After watching the USA's disappointing loss at the feet of Paraguay (something we'll write about in a day or so... and yes, we were rooting for Bradley's rough 'n' tumble mostly-upstarts), it was gratifying to see Argentina mount another fluid, attacking, dream team style of football. Many of the players looked exhausted in the second half (Messi and Cambiasso in particular) and consequently the passing and defensive mistakes started to show, but for the most part Basile's wonderboys look more and more like Marvel superheroes. I could've done without some of the more blatant "selling" of the fouls (Mascherano in particular) and Leo Messi's challenge in the box was definitely a play on moment, but the game was yet another wondrous Copa America match. Colombia, who managed to wake up from their stupor to attempt a late second half attack (Jaime Castrillon scored in the 73rd to make it 3-2) but was unable to ultimately even things up before Argentina scored yet again, will be tough competition for Uncle Sam's team. But the US still have a slim chance out of the grouping (the two best third place teams qualify for the quarter-finals) and another opportunity to earn some much deserved respect.

As a side note, it appears that Hernan Crespo may be out for the rest of the tournament. He injured himself after scoring a penalty kick (making it 1-1) that was the result of Messi getting fouled in the box early in the first half. If true, Crespo will definitely be missed by us, but we trust that Tevez and Diego Milito will take up the slack....
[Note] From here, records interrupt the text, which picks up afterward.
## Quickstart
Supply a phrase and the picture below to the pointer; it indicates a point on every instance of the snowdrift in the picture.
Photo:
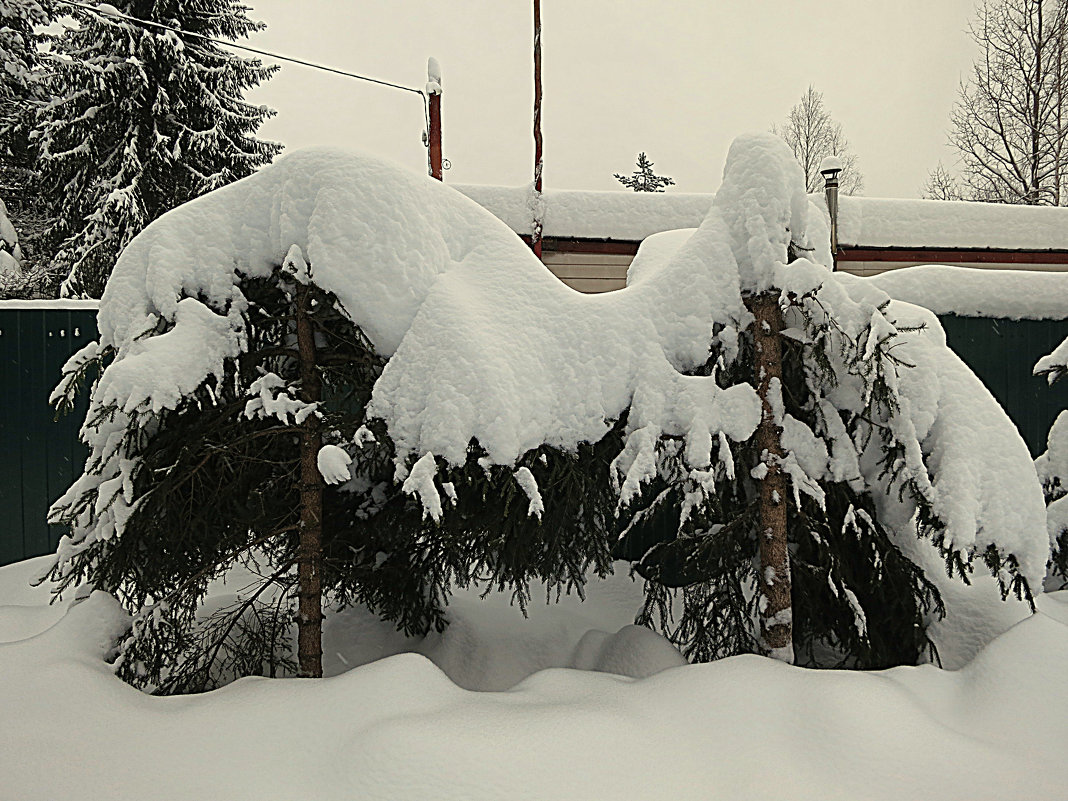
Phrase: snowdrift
(487, 344)
(744, 727)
Timbers Steal One... Again

The last time The Wave Generator attended a Timbers match with us--last season--it ended up being one of the most glorious nights that I've ever experienced standing in 107, not to mention perhaps the most emphatic win the Timbers had last year. It certainly was the most gratifying (beating Seattle is always pleasurable and borders on the rabidly, delightfully irrational. I hate them... I do hate them....) victory and certainly the most emotional. On Saturday we "kidnapped" The Wave Generator to another match (one he conveniently forgot he was attending even though I'd told him about it weeks ago!) and though the match itself was far from mind-blowing, the ragged-assed Timbers (the one and only goal courtesy of Lawrence Olum) stole the win in second half stoppage time against a petulant Miami FC, sending the crowd into hysterics.

Olum's goal had to have hurt Miami. I know it did actually--you could see the pained expressions on the Miami players' faces when the ref's whistle blew a minute later, but frankly I've been on the receiving end of plenty of nasty losses and unfair decisions to have much sympathy. Did we play brilliantly and "deserve" the win? No to the first part and a certain yes to the latter. Football's a funny game and this time we simply lucked out, managing to do just enough when it mattered the most, even though we should've been doing more than enough all game. But if you consider the ramshackle shape our team was in at the end of last season (hell, all season) and how ramshackle yet far better we are this season... I think the Timbers are doing quite well. New coach, relatively new team, and the results have been coming our way despite some tense moments. Perhaps we should not have won the last two games.... But we did. And I ain't complaining. Give it some time and the Timbers will start winning with something other than gadfly resiliency.

Congratulations to our keeper Josh Wicks, by the way, who earned his sixth shutout this season, tying club records set by Matt Napolean and Josh Saunders.